英フィナンシャル・タイムズは11月1日、米アップルが2021年4月に導入したアプリの端末情報追跡制限によって、SNS(交流サイト)大手4社の広告売上高が約100億ドル減少する見通しだと報じた。
専門家は、米メタのフェイスブックや米ツイッター、米グーグル傘下のユーチューブ、米スナップの売上高が2021年後半に計98億5000万ドル(約1兆1200億円)減少するとみている。
iPhone向けアプリ、広告の費用対効果低下
アップルは21年4月、利用者のプライバシー保護を目的とした新ルール「アプリのトラッキング透明性(ATT)」を導入した。アプリ運営会社に対し、行動データの計測と追跡に利用者の同意を求めるよう義務付けている。具体的にはターゲティング広告配信に必要となる端末固有の広告用識別子「IDFA(Identifier for Advertisers)」をアプリが取得する際、ポップアップ画面を出して利用者から許諾をとる(オプトイン)ようにした。
しかしほとんどの利用者は許諾していないという。これにより、各SNS上の広告は利用者の絞り込み精度が低下。広告主は、これまでと同じ広告効果を得るためにより多くの費用を投じなければならなくなった。広告技術(アドテック)を手がける米ロテームのマイク・ウーズレイ氏は次のように説明している。
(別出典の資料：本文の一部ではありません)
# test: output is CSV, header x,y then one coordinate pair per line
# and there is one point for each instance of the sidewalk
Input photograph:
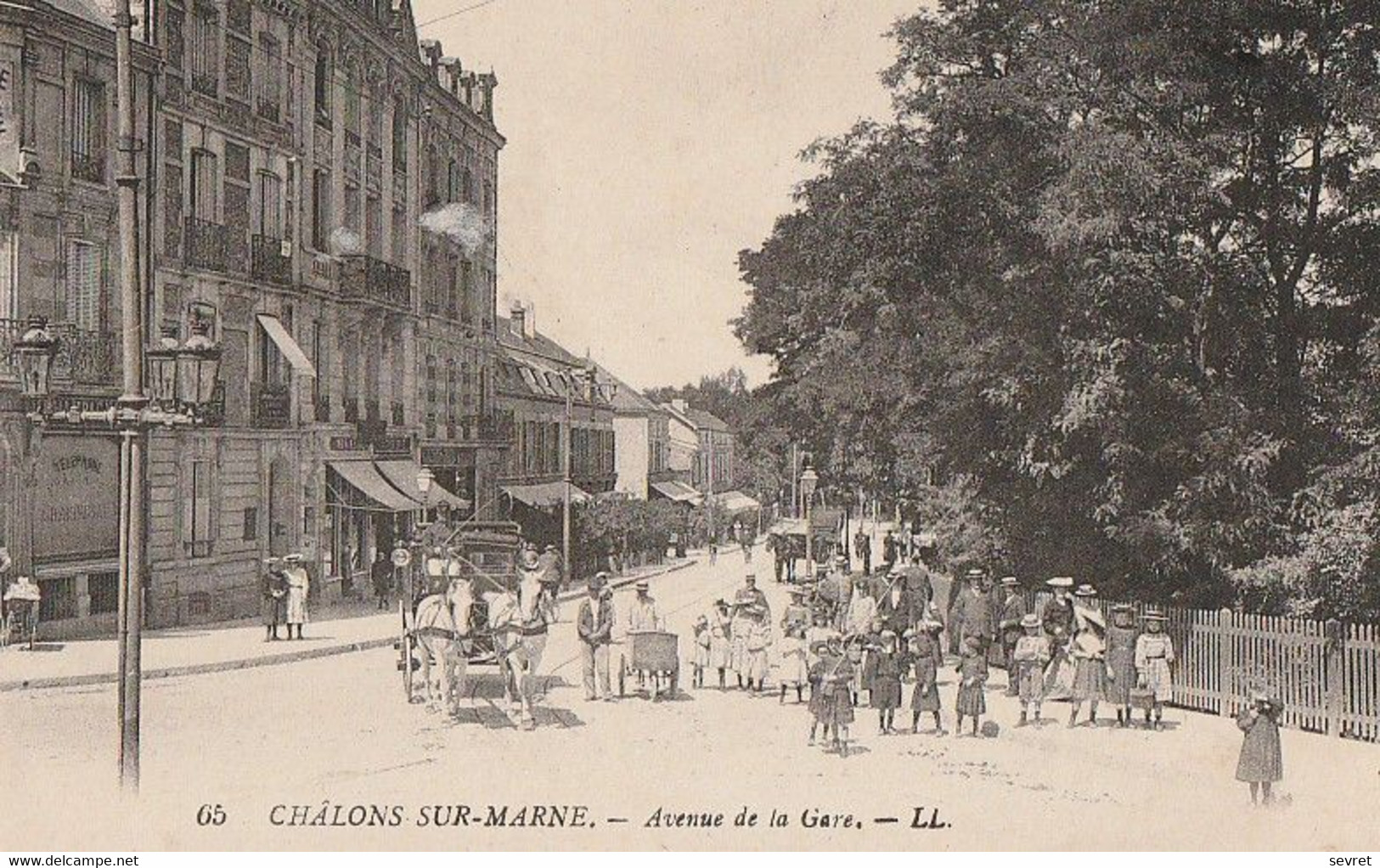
x,y
194,651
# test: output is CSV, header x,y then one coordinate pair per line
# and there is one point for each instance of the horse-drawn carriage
x,y
472,600
653,656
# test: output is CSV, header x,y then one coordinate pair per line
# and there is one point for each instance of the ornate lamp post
x,y
809,479
37,349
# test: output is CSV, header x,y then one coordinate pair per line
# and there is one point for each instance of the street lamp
x,y
161,362
37,349
198,366
809,479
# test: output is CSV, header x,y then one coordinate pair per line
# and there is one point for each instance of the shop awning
x,y
545,494
403,475
287,346
368,479
677,492
735,501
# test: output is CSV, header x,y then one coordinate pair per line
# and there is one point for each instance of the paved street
x,y
340,733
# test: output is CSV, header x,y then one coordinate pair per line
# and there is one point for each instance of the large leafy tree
x,y
1111,264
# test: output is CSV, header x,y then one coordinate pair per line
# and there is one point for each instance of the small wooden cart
x,y
653,656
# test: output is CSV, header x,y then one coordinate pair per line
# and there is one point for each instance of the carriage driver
x,y
642,614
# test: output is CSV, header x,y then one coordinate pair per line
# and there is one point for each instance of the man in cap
x,y
972,614
595,627
273,592
863,548
642,616
896,607
1009,623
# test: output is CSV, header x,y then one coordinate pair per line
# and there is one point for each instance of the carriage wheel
x,y
408,667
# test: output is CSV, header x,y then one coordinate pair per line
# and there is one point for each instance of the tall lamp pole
x,y
809,479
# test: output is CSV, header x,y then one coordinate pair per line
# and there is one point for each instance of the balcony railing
x,y
375,282
268,262
84,357
271,404
207,245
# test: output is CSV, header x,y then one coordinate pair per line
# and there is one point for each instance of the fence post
x,y
1221,620
1335,669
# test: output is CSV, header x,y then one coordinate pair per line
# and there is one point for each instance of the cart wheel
x,y
408,667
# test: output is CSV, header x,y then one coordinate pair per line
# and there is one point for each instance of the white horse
x,y
442,627
518,623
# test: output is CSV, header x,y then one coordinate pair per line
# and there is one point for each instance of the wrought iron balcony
x,y
271,404
375,282
207,245
268,262
84,358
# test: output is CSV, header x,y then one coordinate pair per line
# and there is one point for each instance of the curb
x,y
253,662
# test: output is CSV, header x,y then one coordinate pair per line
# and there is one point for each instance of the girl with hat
x,y
757,645
1154,656
838,697
887,665
820,698
701,649
794,673
1121,662
721,656
1262,762
1089,653
927,656
1031,654
972,671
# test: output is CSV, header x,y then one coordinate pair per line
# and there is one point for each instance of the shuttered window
x,y
83,285
269,217
88,130
205,185
198,529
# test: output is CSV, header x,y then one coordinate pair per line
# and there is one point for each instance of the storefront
x,y
75,530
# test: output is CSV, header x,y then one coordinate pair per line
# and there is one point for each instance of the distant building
x,y
534,377
642,444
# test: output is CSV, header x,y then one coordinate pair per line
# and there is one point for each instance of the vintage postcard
x,y
925,426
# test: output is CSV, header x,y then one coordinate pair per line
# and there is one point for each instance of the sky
x,y
649,141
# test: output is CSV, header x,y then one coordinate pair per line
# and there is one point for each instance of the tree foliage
x,y
1114,265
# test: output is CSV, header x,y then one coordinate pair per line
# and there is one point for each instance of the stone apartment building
x,y
59,260
322,202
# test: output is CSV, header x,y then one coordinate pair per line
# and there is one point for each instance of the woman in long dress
x,y
721,656
298,585
1121,662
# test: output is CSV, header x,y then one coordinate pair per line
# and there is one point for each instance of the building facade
x,y
322,199
534,379
59,258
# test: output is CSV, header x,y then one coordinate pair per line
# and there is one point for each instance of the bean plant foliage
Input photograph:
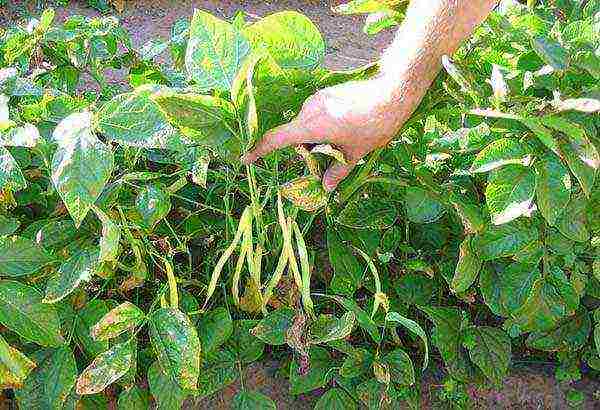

「これまでは、ある男性用下着メーカーが5ドル(約570円)の商品を1つ顧客に買ってもらうために、男性1000人に広告を表示する必要があった。しかし、現在は利用者の性別が分からない。同じ効果を得るために2000人を対象にする必要がある」(同氏)。つまりiPhone向けアプリ広告は顧客獲得単価が2倍になった。費用対効果が著しく低下したというわけだ。